Entre ellos, en un rincón por falta de uso, uno amarillo, de plástico con asa, fue el de Isabel por muchos años. Rodó por todas las mesas, y rebotó por los pisos. Contuvo leche achocolatada, jugos dulces de todos los colores; sus babas finas e irrompibles como hilos de araña. Generalmente son las últimas piezas que pongo en la mesa, las cuido más por su fragilidad comprobada. Los vasos son importantes, contienen líquidos vitales y otros, que nos quitan los pesares desatando nuestra lengua. Líquidos cuyos átomos se emulsionan y se hacen espesos buscando texturas nuevas. Fueron hechos para todos los tamaños de manos, sus bordes redondos y suaves nunca cortaron mis labios.

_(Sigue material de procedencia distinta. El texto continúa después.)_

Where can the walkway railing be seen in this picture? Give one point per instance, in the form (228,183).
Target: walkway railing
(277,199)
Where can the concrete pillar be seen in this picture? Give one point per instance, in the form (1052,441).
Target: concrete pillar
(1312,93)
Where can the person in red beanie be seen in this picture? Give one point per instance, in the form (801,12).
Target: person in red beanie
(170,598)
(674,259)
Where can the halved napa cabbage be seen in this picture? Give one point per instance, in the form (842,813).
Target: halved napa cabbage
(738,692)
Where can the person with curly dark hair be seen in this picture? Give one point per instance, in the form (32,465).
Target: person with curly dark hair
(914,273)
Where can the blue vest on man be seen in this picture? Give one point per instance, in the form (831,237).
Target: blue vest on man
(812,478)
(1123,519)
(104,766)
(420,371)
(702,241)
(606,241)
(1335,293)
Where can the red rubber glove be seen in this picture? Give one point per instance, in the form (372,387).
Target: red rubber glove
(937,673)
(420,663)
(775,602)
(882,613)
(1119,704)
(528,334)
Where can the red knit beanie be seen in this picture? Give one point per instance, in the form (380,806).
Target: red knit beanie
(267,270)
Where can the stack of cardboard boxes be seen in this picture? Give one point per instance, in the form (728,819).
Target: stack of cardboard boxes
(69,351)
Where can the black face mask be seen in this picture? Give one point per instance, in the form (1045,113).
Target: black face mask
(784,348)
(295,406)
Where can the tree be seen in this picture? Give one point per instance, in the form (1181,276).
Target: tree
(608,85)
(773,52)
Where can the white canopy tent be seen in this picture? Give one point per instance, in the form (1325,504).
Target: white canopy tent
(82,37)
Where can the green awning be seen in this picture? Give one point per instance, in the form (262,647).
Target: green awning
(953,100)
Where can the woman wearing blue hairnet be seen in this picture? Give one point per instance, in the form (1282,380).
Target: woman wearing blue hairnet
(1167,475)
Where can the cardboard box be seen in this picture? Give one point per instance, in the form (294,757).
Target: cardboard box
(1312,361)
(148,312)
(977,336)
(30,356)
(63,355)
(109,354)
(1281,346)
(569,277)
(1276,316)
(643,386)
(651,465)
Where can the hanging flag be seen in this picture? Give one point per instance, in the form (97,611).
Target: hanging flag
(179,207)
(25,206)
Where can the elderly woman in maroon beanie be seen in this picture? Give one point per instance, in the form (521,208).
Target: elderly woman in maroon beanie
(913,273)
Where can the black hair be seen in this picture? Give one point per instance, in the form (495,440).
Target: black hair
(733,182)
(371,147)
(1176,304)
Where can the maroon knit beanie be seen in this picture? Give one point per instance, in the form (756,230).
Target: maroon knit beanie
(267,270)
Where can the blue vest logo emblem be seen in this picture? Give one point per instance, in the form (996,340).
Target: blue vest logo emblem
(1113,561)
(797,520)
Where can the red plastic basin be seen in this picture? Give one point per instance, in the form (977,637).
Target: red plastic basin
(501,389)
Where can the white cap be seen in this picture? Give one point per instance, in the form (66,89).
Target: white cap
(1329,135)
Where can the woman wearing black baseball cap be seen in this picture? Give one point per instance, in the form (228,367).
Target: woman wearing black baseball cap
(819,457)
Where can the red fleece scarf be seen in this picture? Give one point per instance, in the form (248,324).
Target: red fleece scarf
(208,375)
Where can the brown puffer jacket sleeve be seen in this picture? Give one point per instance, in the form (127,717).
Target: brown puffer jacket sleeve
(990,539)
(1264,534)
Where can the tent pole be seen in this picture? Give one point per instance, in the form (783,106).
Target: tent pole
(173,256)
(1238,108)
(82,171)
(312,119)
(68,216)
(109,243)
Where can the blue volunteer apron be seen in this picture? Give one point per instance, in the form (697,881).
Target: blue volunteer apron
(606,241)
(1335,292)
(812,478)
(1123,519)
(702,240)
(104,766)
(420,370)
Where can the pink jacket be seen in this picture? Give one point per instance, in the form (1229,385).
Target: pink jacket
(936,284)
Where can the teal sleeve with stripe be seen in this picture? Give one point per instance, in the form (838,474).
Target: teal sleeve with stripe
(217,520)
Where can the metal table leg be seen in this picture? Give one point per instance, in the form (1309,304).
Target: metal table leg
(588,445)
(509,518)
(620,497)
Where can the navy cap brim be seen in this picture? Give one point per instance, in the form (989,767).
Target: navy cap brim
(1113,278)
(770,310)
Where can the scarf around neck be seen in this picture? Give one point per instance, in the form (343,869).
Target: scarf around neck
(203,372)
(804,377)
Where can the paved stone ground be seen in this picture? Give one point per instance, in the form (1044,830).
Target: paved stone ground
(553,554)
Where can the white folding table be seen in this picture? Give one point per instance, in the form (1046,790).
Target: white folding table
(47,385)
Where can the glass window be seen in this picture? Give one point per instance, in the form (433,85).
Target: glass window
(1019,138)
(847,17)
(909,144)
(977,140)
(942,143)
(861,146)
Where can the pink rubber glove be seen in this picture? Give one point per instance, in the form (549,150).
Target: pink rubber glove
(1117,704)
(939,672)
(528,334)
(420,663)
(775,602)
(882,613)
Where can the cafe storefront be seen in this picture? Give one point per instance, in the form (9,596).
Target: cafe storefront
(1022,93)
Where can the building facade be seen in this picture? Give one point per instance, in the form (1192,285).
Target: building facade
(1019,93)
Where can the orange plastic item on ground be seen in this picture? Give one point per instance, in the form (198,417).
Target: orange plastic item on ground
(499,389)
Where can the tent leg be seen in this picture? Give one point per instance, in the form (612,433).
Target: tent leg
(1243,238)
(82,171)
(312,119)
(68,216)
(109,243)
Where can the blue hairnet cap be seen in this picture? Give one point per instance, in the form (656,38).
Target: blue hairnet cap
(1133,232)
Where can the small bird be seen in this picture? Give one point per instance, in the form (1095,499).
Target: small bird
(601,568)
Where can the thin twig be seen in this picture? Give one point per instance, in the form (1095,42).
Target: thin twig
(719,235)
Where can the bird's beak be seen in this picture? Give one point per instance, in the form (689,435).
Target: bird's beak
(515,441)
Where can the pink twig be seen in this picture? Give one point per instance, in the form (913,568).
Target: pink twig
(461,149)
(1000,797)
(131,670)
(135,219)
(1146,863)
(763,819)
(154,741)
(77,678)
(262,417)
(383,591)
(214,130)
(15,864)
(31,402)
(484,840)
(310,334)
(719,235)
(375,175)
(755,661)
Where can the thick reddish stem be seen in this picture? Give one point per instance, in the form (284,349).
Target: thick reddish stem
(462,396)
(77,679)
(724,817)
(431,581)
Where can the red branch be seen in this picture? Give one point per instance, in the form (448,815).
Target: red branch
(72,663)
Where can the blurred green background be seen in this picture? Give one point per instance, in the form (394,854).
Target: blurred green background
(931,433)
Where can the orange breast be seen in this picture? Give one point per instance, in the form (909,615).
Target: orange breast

El vaso de vidrio, por su transparencia, es delator de su contenido. Hace que nos asomemos a ese pequeño mar con fondo, donde nadan las burbujas y se ahogan las penas.
Imagen de Elena Gualtierotti |
Para los niños, el vaso representa todo un desafío, que les hace indagar y buscar en ellos, lo que aún no se les ha perdido. Por eso, se los damos de materiales opacos, irrompibles, esperando que sus manos crezcan, y aprendan que la fragilidad no tiene alas salvadoras, y que la gravedad, como otro misterio más de la tierra, reclama siempre lo que le pertenece. La taza es un competidor a tener en cuenta por el vaso. De constitución más ancha y cómoda, resiste altas temperaturas, pero lo que la hace interesante, es esa predisposición suya ante la vida, para esperar en jarras, cualquier cosa que le venga encima. La vida social del vaso es intensa, es el utensilio con el que tenemos más contacto durante el día. Está presente durante el desayuno, almuerzo y cena, también entre las horas que vagan sin quehaceres por el blanco reloj. A pesar de su sociabilidad, creo que el vaso es un solitario en esencia. Así como la taza generalmente se acompaña del plato, el tenedor del cuchillo, y la olla de la tapa, él es como el hombre que no quiere compromiso con nadie, que coquetea y seduce a todo el que puede, pero que al final, termina la fiesta sintiéndose vacío y utilizado.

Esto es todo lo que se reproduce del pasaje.